The tour, which is being filmed by director Emmett Malloy for a documentary due out this fall, is the first of its kind – an attempt to encourage creative cross-pollination among the three artists and explore alternate ways of taking a rock show on the road. Along the way, the Railroad Revival has turned into a caravan of sorts, with more than a dozen new passengers jumping on board, including actor Jake Gyllenhaal – a friend of the Mumfords’ camp who decided to join the tour on a whim in San Pedro, without even bringing a change of clothes.
Though Saturday night’s show in Tempe, Arizona was the biggest on the tour, attracting more than 10,000 fans, Sunday’s concert held special significance for all three bands: For Old Crow and the Mumfords, it was Easter Sunday, and they took turns reading verses and playing hymns during an on-board Easter sermon. And for the Zeros, Marfa was the site of some of their first-ever shows back in 2008 during the inaugural Marfa Film Festival.
“I knew the moment we got off the train in Marfa that it was going to be a special show,” Zeros drummer Josh Colazzo told Rolling Stone. “The energy in that town is so great.” Though Mumford & Sons had been closing out the previous shows, Zeros headlined in Marfa, playing their best hour-long set of the tour and showcasing a pair of new tunes – the country-inflected “Child” and “All Washed Out” that are simpler, more somber and even more immediately singable than tracks like “Home” and “Janglin.”
“Marfa, your good reputation knows no bounds,” Marcus Mumford told the crowd during their set just before the sun went down. “You have a marvelous town, or should I say a Marfalous? I just thought of that on the spot. Have you heard it before? No? Oh good!” As fans raised their arms into the air and rapturously sang along with songs such as “Little Lion Man” and “The Cave,” they’ve been equally receptive to new material such as “Lover of The Light” – a stadium-rocker in the making where Marcus plays drums while keyboard player Ben Lovett takes lead vocals.
Each night, musicians from each of the three bands join each other during their respective sets.

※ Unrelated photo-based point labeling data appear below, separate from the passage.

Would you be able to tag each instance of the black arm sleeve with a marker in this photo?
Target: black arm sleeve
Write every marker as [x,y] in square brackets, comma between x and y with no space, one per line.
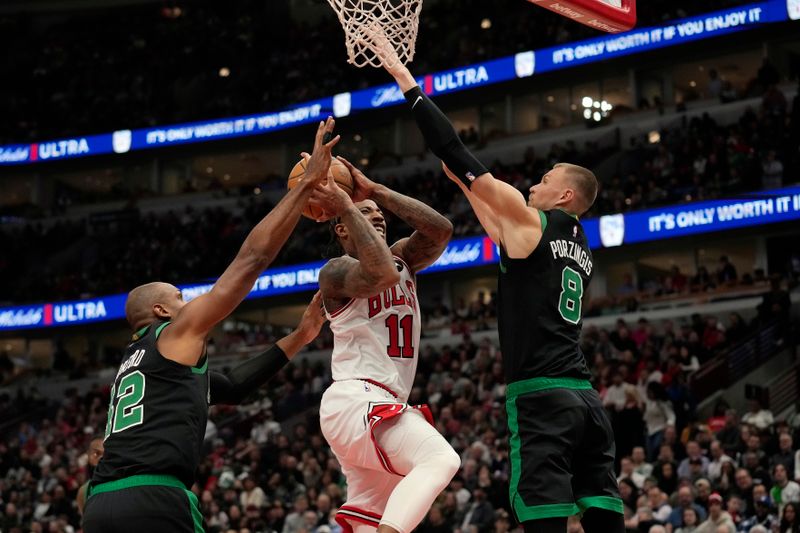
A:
[442,138]
[244,379]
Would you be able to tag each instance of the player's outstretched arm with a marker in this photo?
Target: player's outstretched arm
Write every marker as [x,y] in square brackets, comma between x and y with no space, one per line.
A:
[504,200]
[432,231]
[233,387]
[346,277]
[486,216]
[183,340]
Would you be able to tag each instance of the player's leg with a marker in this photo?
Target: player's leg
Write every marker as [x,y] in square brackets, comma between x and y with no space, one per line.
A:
[543,426]
[368,490]
[418,452]
[594,483]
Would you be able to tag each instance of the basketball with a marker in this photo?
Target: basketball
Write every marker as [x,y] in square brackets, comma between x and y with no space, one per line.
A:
[340,174]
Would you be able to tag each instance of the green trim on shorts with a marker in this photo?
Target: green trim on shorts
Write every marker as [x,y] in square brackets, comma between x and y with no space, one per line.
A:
[153,480]
[527,512]
[536,384]
[609,503]
[141,480]
[194,509]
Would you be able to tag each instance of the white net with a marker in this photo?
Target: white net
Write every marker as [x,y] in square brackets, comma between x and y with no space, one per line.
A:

For the encore, nearly 30 musicians pack the stage for a rowdy, Dixieland-like rendition of Woody Guthrie’s “This Train Is Bound For Glory” that features horns, fiddles, banjos and even dueling accordions.
But for all the onstage jamming, the impromptu sessions that happen on the train seem to be the most cherished by the bands themselves. As the cars shake and bounce down the tracks, the musicians team up for lively sessions that stretch into the wee hours of the night. There is, after all, an open bar on the so-called “music car,” where an array of instruments is available for whenever the mood strikes. At various points over the past few days, the musicians – and even crew members, friends and little kids onboard with their parents – have joined in jams that range from low-key folk tunes to extended, horn-led funk interludes to bluegrass sessions with several guitars, banjos, mandolins and percussion going at once. Because members of all three bands are musically adept on a variety of instruments, they trade off and affectionately show each other new tricks when they can. “It’s the thing that’s missing: You never get to play music on tour,” says one Mumford pal who came along for the ride. “There’s not really any rules here, is there?”
Traveling from Marfa to Austin, where the bands will play today, a little boy named Truman whose dad Dave Conway hatched the train tour concept several years ago, grabbed a microphone and started singing a composition of his own called “Us Can Do Whatever Us Want” while onlookers clapped and sang. As Zeros singer Jade Castrinos put it: “That could sort of be this tour’s unofficial anthem, couldn’t it?”